It already sends the hostname in cleartext in the CONNECT request which comes before ClientHello. I'm not sure why you're pointing this out, you quoted me saying that... Hostname is strictly better than full URL, since the latter contains the former.
Watch ISPs offer subscribers a discount on their monthly data plans for configuring their devices to run HTTPS traffic through the ISP's MITM proxy.
Yes, I'll watch. As opposed to participate.
Until you start getting billed for each CONNECT that shows up in the access log because the requested resource can't be served from a Squid or Polipo cache upstream of you.
Ok. That is unrelated to the privacy issue, though.
Privacy? That'll be $$ per month extra. (Score:2)
Hostname is strictly better than full URL
Agreed. But there are purists who think "strictly better" is still not good enough.

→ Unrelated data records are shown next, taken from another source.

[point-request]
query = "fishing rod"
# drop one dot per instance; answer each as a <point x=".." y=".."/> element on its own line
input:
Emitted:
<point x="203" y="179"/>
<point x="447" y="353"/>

Watch ISPs offer subscribers a discount on their monthly data plans for configuring their devices to run HTTPS traffic through the ISP's MITM proxy.
Yes, I'll watch. As opposed to participate.
Once your ISP starts doing this, you can either participate, pay overages, move to an area served by a different ISP (and make plans to move again once the ISP serving that area changes its policy as well), or disconnect from the Internet. You have already ruled out participating; which of the remaining three is most attractive to you?
[Billing for uncacheable use of a connection] is unrelated to the privacy issue, though.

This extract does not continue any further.